HOLLYWOOD, CA - After getting scooped by Sci Fi Wire (we're still bitter over that) about Cirroc Lofton's intent to create a rap album, we at TJI decided the only way to redeem ourselves was to do one better. So we called up Cirroc Lofton to discuss the specifics of his album.
"It's going to be great," Lofton said of the upcoming album. "I have really been drawing on the experiences of Jake Sisko in making this album. I think it's going to give the album a fresh flavor and explore themes not commonly done in rap albums."
Lofton's album, called Divine Intervention, features a number of tracks that he expects to be big hits. "I'm thinking the biggest hit will be the first track on the album, Main Characters Don't Always Get Screentime, Yo. It deals with feelings of abandonment and being ignored. It's really powerful." Mr. Lofton went on to give us a sampling of the track, which we have reproduced here.
Get to the room for dressing,
Read the script, it's time for stressing,
Search the text,
Is my name next?
No, it's my lines they're suppressing.
When pointed out that this was, in fact, a limerick, Lofton was unfazed. "It's experimental. I'm really wanting to push the borders of rap music."
Other tracks on Lofton's album include My Roommate Wants to Sell All My Stuff for Profit, Dad's Gotta God-Complex, Wormhole (I Just Wanna Feel You Near Me), and Stayin' Behind (Occupation mix).
Lofton said that he first became interested in rap around the time he started working on Deep Space Nine.
"I was young," he explained. "And when you get into the big time, you start becoming very important. It started out harmless at first; I went to a party where some friends were playing rap, but before I knew it, I was hooked. From there things continued to spiral and spiral. I had to listen to rap to help me wake up in the morning, and I couldn't sleep without rap to help me at night." Sadly, rap even started affecting his performance on DS9. "There was one episode, 'Explorers', I think it was, when Avery said, 'Hammock Time', and I just couldn't stop myself from letting out a 'Yo!' I still regret that scene."

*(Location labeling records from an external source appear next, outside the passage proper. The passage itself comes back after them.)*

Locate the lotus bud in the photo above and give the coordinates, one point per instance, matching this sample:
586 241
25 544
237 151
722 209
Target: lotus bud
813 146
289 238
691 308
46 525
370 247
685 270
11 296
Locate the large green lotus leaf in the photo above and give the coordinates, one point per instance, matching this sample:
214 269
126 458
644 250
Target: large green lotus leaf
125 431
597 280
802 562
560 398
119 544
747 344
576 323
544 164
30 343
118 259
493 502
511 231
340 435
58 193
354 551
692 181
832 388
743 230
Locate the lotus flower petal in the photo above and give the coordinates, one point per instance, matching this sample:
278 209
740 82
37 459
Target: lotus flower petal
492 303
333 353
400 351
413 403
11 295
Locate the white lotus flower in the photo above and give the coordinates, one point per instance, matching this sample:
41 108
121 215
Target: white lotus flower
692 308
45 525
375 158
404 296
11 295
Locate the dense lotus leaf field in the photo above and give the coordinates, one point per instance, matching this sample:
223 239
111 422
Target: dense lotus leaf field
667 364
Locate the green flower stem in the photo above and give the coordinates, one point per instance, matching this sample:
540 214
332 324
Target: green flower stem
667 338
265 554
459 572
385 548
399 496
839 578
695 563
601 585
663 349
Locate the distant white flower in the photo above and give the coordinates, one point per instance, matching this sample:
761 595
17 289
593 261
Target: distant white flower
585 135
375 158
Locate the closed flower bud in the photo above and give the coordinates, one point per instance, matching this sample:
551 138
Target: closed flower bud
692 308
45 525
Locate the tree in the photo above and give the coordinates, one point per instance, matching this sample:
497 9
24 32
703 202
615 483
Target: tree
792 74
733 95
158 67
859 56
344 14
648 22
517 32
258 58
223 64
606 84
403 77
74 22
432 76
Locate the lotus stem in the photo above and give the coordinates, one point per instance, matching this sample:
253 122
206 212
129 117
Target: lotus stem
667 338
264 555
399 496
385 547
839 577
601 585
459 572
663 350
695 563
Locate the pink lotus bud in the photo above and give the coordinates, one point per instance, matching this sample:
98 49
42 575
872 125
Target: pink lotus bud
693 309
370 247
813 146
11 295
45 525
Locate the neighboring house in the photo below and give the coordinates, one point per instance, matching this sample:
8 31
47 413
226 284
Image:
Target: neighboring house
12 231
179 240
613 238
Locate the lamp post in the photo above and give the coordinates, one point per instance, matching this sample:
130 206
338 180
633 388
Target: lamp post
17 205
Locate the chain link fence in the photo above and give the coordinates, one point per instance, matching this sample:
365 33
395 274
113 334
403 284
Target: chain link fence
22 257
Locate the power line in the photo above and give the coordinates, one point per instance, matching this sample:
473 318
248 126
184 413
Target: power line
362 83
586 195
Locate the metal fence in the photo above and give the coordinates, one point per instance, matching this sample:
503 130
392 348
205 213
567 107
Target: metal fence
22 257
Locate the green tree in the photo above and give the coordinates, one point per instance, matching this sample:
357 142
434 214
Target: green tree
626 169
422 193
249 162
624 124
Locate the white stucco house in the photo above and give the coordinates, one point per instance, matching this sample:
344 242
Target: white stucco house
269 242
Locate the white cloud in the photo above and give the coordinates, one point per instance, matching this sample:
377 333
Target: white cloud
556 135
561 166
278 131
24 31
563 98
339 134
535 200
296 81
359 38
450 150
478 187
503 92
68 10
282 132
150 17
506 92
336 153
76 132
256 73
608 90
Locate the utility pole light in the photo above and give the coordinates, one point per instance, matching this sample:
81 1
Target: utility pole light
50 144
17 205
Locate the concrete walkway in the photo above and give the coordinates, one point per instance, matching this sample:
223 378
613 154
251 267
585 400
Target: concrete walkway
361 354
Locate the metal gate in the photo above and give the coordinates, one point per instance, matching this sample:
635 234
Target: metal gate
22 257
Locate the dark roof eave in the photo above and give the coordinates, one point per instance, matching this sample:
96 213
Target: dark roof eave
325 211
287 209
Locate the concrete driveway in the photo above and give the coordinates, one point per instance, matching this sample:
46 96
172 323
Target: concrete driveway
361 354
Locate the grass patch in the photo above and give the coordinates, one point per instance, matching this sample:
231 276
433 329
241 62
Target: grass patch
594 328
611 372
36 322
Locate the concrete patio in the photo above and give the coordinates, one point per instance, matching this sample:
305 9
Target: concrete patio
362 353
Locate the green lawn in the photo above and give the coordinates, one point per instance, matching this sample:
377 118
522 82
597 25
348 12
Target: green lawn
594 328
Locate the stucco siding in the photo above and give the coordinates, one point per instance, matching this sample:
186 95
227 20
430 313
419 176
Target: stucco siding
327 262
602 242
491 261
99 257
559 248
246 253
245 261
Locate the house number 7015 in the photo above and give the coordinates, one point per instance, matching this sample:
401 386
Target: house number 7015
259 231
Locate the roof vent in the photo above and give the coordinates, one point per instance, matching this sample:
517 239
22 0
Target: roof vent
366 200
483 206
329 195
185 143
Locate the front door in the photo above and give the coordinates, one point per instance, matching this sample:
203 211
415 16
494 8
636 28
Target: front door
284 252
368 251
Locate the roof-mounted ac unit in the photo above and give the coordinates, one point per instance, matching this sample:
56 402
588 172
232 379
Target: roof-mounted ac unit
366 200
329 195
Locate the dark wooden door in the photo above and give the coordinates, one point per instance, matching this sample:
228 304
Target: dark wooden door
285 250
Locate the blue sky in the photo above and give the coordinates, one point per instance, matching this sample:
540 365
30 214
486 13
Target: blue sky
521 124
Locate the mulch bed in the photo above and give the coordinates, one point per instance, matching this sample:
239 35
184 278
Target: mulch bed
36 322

Fortunately, over time, Lofton has come to terms with rap. "Rap and I are now at a very good place emotionally. With this album, I think we've managed to work out our differences and find a common ground. I'm very excited to see this new dynamic between us."
News of Lofton's album created quite a stir among the other Deep Space Nine actors once we told them of it.
"Oh no, he's not!" shouted Avery Brooks. "No son of mine is going to make a rap album." When reminded that Lofton was not actually Brooks's son, Brooks said, "Good point. Never mind then."
Michael Dorn suggested that Lofton include Klingon in his album, but Lofton rejected the idea since Klingon would be both too intelligible and too vulgar for rap music.
Armin Shimerman was very supportive of Lofton's idea and had plenty of suggestions, none of which he would tell us without a 40% cut of Lofton's sales, although the exact amount was "negotiable."
"I thought he was going to be a novelist," stated actress Rosalind Chao.
Terry Farrell thought Lofton would do well to incorporate Trill themes into his album, even going so far as to propose a song, Join Wid Me. Lofton and Farrell are currently in discussions.
James Darren thought that perhaps he and Lofton could collaborate on an album that would be "a blend between Lounge and Rap." This reporter tried imagining such a combination and had to make a hasty retreat to the restroom.
Perhaps most interestingly, Lofton's announcement has inspired Academy-Award winner Louise Fletcher to create her own rap album. "I'm still in the very preliminary stages of designing the album," the actress confessed. "I currently only have the chorus of one song, The Emissary Is the Devil and Therefore Bad, but I'm going to persevere until the end." When asked when her album would hit the street, this reporter was greeted with a very familiar answer: "Soon."
Lofton's album, meanwhile, is on schedule for a September release. When asked how many albums he expected to sell since Star Trek and rap will probably never go together, Lofton simply said, "That's a wrap" and hung up on us.